Juan Miro. The Ladder of Escape
Marko Daniel, Matthew Gale (Eds.)
Tate Publishing, London, 2011
The works of Joan Miró are among the most widely recognised of any modern artist and have been reproduced in many different media. Famed for saying that he had come to assassinate painting, Miró nevertheless made a huge contribution to the art of the 20th century, redefining again and again what could be done on canvas, in sculpture or in print.

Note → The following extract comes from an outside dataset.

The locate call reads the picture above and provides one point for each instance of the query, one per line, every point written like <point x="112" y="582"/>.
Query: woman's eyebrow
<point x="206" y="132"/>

For the first time this book examines Miró’s legacy through the context of the turbulent times in which he lived. While Picasso vowed never to return to a Spain ruled by General Franco¿s fascist government, Miró chose internal exile, living and working for much of his career on the island of Majorca. Focusing primarily on Miró’s politically engaged art, the authors reveal him to be no less committed than his contemporary. From the rural, anarchist and Catalan nationalist themes of early paintings The Farm and Head of a Catalan Peasant, through to The Triptych to the Hope of a Condemned Man of 1974, by which he publicly declared himself in opposition to Franco, Miró’s political beliefs underpinned his art throughout his long and productive career.
Drawing on new scholarship, with essays by a selection of international authorities, this lavishly illustrated book accompanies the most comprehensive Miró exhibition in Britain for nearly half a century, throwing new light on the life and career of one of the greatest artist of modern times.